What Is Solar Wind?

Hydrogen and helium are solar wind's two major ingredients. It's no coincidence that those two elements also represent about 98 percent of the sun's chemical make-up. The extremely high temperatures associated with this star break down large quantities of both hydrogen and helium atoms, as well as those from other assorted elements like oxygen.

Energized by the intense heat, electrons start to drift away from the atomic nucleuses they once orbited. That creates plasma, a phase of matter that includes a mixture of free-ranging electrons and the nuclei they've left behind. Both carry charges: The roaming electrons are negatively charged while those abandoned nucleuses have positive charges.

Solar wind is made of plasma — and so is the corona. A faint layer of the sun's atmosphere, the corona starts roughly 1,300 miles (2,100 kilometers) above the solar surface and protrudes far into space. Even by solar standards, it's blisteringly hot. Temperatures within the corona can far exceed 2 million degrees Fahrenheit (1.1 million degrees Celsius), making this layer hundreds of times hotter than the actual surface of the sun beneath it.

About 20 million miles (32 million kilometers) away from that surface, portions of the corona transition into solar wind. Here, the sun's magnetic field weakens its grip on the fast-moving subatomic particles that comprise the corona.

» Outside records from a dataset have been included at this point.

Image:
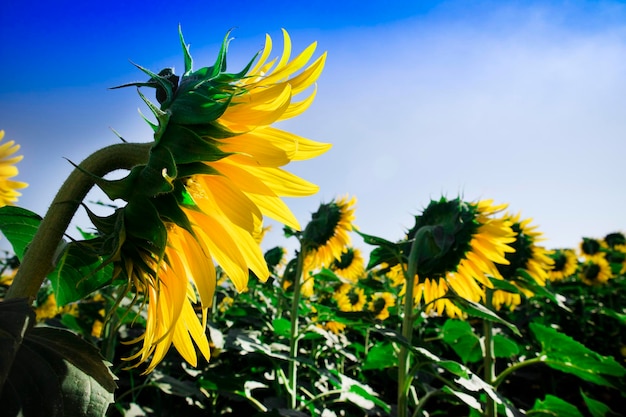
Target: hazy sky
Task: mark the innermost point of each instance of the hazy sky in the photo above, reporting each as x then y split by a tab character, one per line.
520	102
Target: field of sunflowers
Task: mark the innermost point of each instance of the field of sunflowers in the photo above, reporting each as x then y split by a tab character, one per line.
169	307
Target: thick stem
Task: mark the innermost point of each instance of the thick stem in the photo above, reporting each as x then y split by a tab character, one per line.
294	334
38	260
404	363
489	359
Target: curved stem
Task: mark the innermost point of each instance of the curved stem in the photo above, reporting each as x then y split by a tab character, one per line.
489	357
294	333
404	363
38	259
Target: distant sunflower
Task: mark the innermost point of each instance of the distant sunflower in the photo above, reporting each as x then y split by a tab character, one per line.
591	248
350	265
327	234
8	170
596	271
529	261
471	242
350	298
565	264
380	303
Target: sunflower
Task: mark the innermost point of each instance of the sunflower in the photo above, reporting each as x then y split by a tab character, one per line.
467	243
596	271
215	171
350	298
326	236
350	265
590	248
8	187
380	303
565	264
529	262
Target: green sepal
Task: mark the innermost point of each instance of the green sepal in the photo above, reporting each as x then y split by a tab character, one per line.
79	271
186	146
19	226
196	168
162	117
198	107
169	209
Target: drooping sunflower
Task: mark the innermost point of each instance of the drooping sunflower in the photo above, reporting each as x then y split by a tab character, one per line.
565	264
596	271
529	264
466	243
350	265
214	172
380	303
350	298
8	170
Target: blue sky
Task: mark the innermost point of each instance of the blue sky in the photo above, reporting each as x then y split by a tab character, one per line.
520	102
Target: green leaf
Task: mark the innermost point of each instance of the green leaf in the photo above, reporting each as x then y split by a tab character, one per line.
78	273
19	226
597	408
54	373
460	336
478	310
554	406
504	347
381	356
282	327
563	353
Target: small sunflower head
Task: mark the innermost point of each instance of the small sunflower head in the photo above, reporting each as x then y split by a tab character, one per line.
565	264
326	235
595	272
350	298
528	259
350	265
380	303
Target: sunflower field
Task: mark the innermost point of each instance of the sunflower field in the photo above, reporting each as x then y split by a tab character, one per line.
168	306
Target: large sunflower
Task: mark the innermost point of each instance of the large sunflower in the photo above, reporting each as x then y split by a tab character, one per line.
565	264
327	234
8	187
466	244
529	264
214	172
595	272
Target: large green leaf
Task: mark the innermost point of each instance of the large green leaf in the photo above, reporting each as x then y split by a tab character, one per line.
78	273
380	356
563	353
19	226
54	372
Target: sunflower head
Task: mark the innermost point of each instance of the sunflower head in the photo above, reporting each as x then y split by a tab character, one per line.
595	272
565	264
326	235
8	187
350	265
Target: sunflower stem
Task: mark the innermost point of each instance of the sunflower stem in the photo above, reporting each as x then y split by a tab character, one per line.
39	259
294	333
489	359
404	363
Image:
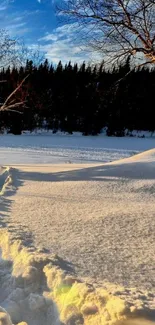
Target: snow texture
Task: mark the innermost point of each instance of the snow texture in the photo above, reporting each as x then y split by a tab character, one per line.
100	220
37	149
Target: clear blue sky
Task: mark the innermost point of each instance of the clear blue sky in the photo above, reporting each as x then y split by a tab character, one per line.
35	22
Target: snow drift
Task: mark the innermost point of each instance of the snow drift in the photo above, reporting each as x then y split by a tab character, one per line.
36	289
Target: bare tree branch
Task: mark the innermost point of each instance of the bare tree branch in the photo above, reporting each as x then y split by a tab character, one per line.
6	106
120	27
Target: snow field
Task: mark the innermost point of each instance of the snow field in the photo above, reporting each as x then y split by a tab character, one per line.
38	288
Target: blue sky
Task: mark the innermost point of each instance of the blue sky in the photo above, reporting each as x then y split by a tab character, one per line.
35	22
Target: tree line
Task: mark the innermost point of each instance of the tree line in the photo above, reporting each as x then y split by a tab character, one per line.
83	98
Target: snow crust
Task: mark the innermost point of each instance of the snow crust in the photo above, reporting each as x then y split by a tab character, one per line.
47	148
39	288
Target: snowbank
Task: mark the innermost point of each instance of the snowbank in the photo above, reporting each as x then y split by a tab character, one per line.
36	289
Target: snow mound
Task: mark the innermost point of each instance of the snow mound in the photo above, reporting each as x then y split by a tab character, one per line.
37	289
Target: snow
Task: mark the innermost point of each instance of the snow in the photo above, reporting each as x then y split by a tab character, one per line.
77	240
47	149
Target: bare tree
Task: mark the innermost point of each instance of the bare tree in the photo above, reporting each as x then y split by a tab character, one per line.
115	28
10	104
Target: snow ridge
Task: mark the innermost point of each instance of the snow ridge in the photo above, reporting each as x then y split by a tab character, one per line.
37	289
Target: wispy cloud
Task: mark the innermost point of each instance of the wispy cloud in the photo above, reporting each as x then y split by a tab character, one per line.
63	44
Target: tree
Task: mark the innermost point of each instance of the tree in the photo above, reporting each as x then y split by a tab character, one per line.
115	28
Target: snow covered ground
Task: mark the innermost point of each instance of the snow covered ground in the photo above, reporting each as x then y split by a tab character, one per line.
77	240
47	149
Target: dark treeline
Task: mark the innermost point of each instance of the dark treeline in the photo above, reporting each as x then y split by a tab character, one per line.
80	98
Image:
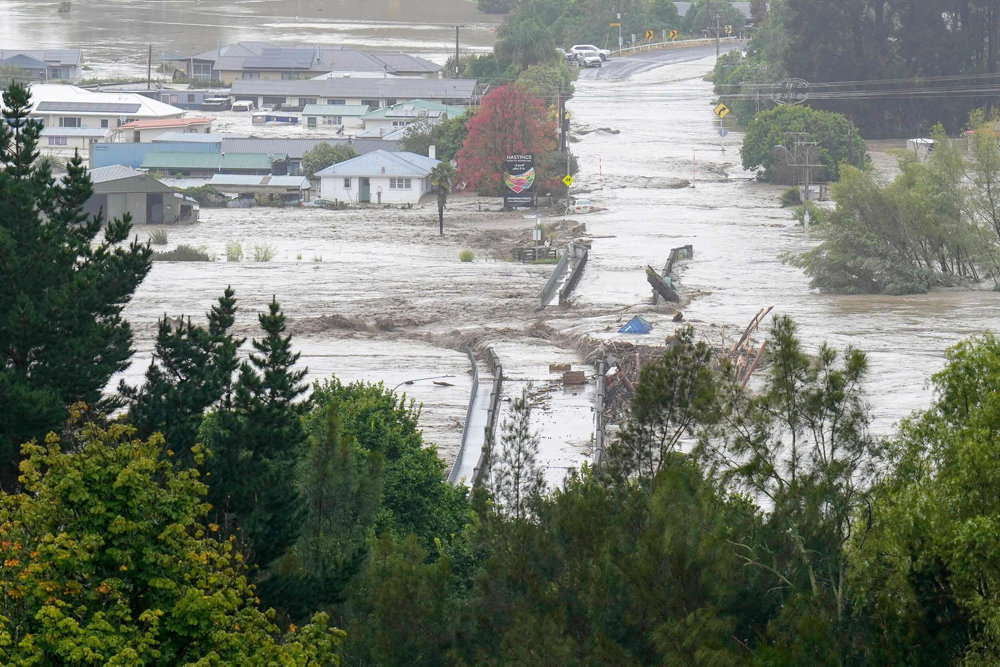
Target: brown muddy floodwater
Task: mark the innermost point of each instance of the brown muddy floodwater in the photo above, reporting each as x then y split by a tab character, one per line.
116	34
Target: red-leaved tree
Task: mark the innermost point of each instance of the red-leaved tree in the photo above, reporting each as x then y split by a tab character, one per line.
509	121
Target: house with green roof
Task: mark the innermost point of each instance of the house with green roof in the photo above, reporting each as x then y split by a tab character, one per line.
400	115
346	117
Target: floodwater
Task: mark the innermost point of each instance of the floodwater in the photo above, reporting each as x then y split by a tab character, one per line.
669	134
115	35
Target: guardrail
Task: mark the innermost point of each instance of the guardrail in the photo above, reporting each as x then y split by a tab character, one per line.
482	466
599	415
580	255
553	283
453	477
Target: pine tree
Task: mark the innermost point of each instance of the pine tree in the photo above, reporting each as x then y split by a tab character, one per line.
256	442
62	291
191	370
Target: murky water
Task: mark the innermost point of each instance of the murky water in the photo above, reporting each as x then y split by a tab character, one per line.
115	34
739	235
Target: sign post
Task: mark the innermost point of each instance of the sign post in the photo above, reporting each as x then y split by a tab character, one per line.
519	180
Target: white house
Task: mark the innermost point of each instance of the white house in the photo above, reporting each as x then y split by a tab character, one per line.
378	177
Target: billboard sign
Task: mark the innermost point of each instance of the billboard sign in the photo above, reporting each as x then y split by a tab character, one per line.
519	180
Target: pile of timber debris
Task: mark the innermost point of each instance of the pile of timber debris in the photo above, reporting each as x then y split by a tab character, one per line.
623	361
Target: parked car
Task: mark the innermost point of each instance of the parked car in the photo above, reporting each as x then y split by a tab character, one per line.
603	53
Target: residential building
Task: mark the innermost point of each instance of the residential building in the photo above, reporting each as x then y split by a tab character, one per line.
378	177
268	62
147	130
44	65
407	113
346	117
119	190
373	93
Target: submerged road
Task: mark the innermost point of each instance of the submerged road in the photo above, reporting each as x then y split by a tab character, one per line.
618	68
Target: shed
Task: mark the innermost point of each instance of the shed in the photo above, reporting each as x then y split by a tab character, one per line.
119	190
380	176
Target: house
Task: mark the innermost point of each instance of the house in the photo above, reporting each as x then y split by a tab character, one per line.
206	165
62	106
146	130
373	93
263	189
268	62
381	176
119	190
345	116
43	65
403	114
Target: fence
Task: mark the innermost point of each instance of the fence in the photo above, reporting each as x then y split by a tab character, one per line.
580	256
452	478
482	466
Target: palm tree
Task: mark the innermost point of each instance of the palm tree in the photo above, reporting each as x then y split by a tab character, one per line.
442	177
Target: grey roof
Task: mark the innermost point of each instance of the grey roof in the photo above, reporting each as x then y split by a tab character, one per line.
75	132
115	172
383	163
88	107
54	57
462	89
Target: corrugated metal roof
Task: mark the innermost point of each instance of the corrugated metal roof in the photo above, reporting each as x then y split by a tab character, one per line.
383	163
88	107
219	161
334	109
359	88
113	173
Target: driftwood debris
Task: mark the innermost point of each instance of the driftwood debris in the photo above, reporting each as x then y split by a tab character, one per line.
661	286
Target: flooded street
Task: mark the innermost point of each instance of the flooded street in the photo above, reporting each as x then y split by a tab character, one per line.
739	234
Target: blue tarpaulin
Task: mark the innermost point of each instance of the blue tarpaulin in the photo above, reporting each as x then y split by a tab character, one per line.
636	325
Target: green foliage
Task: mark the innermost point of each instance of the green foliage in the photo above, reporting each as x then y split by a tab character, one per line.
192	369
62	289
184	253
323	155
837	142
108	560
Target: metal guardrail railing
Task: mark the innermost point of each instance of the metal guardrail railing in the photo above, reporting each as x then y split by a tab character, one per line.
580	257
599	415
553	283
482	466
453	477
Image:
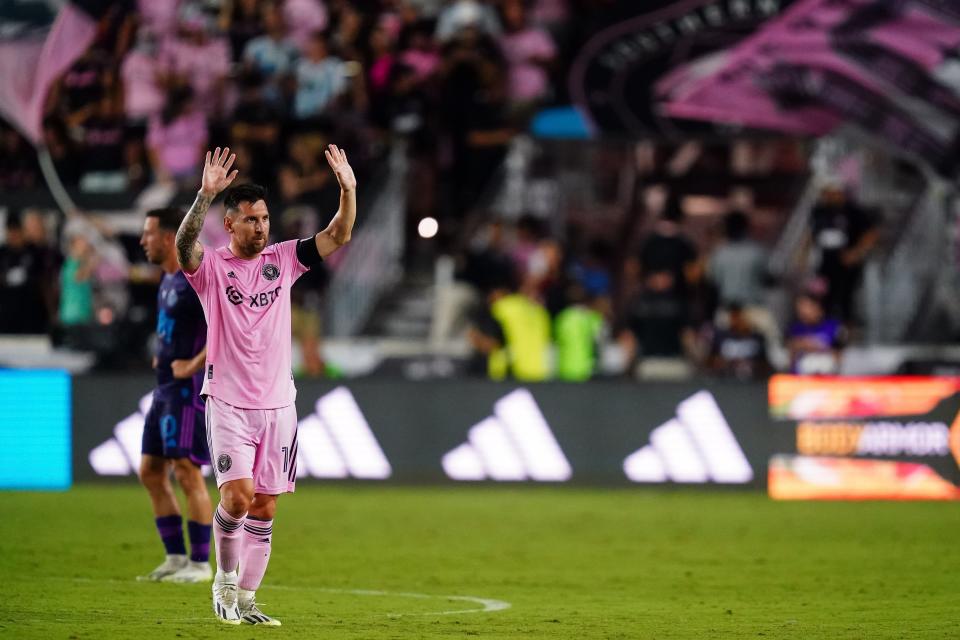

As a result, the particles start to change their behavior. Inside the corona, electrons and nuclei move around in a somewhat orderly fashion. But those who pass that transition spot behave more erratically after doing so, like the flurries in a winter storm. Upon ditching the corona, the particles go forth into space as solar wind.

Individual solar wind streams travel at different speeds. The slow ones cover roughly 186 to 310 miles (300 to 500 kilometers) per second. Their faster counterparts put those numbers to shame, flying by at 373 to 497 miles (600 to 800 kilometers) per second.

The quickest winds come whizzing out of coronal holes, temporary patches of cool, low-density plasma that appear in the corona. These serve as great outlets for solar wind particles because open magnetic field lines run through the holes.

Basically, the open lines are highways that shoot charged particles out of the corona and into the heavens beyond. (Don't confuse them with closed magnetic field lines, looping channels along which plasma bursts out of the sun's surface and then plunges right back down into it.)

Less is known about how the slow winds form. However, their point of origin at any given time seems to be affected by the sunspot population. When these things are scarce, astronomers observe slow winds coming out of the sun's equatorial region and fast ones streaking out of the poles. But when sunspots become more common, the two kinds of solar wind appear in closer proximity to each other all across the glowing spheroid.

No matter how fast a gust of solar wind is moving as it bids the corona "farewell," it will eventually slow down. Solar winds exit the sun in all directions. By doing so, they maintain a capsule of space that houses the sun, the moon and every other body in our solar system. It's what scientists call the heliosphere.

The seemingly vacant spaces between the stars in our galaxy are actually full of interstellar medium (ISM), a cocktail that includes hydrogen, helium and amazingly small dust particles. Essentially, the heliosphere is a giant cavity surrounded by this stuff.

Rather like a super-sized onion, the heliosphere is a layered construct. The termination shock is a buffer zone far beyond Pluto and the Kuiper Belt where solar wind rapidly declines in speed. Past that point lies the heliosphere's outer boundary, a place in which the interstellar medium and solar winds become evenly matched in terms of strength.

Closer to home, the particles in solar winds are responsible for the aurora borealis ("northern lights") and aurora australis ("southern lights"). Earth has a magnetic field whose twin poles are located above the Arctic and Antarctic regions. When solar wind contacts this field, its charged particles get pushed towards those two areas. Atoms in our atmosphere become energized after they contact the winds. Said energy triggers mesmerizing light shows.

While other planets — like Venus and Saturn — also witness auroras, Earth's moon does not. And yet, solar winds might explain the existence of "lunar swirls," portions of our moon that tend to be darker or lighter in complexion than the surrounding turf.

Their origins are a mystery, but evidence collected by an ongoing NASA space mission suggests that the discolored splotches are — in effect — giant sunburn marks. Parts of the lunar surface are shielded from solar wind by small, isolated magnetic fields. But other areas are exposed. So in theory, when the winds hit those spots, they might be setting off chemical reactions that alter the hues of certain rocks.

Man-made devices are vulnerable to the traveling plasma, too. The electrical components on artificial satellites have been known to malfunction after getting bombarded by charged, subatomic particles of solar origin.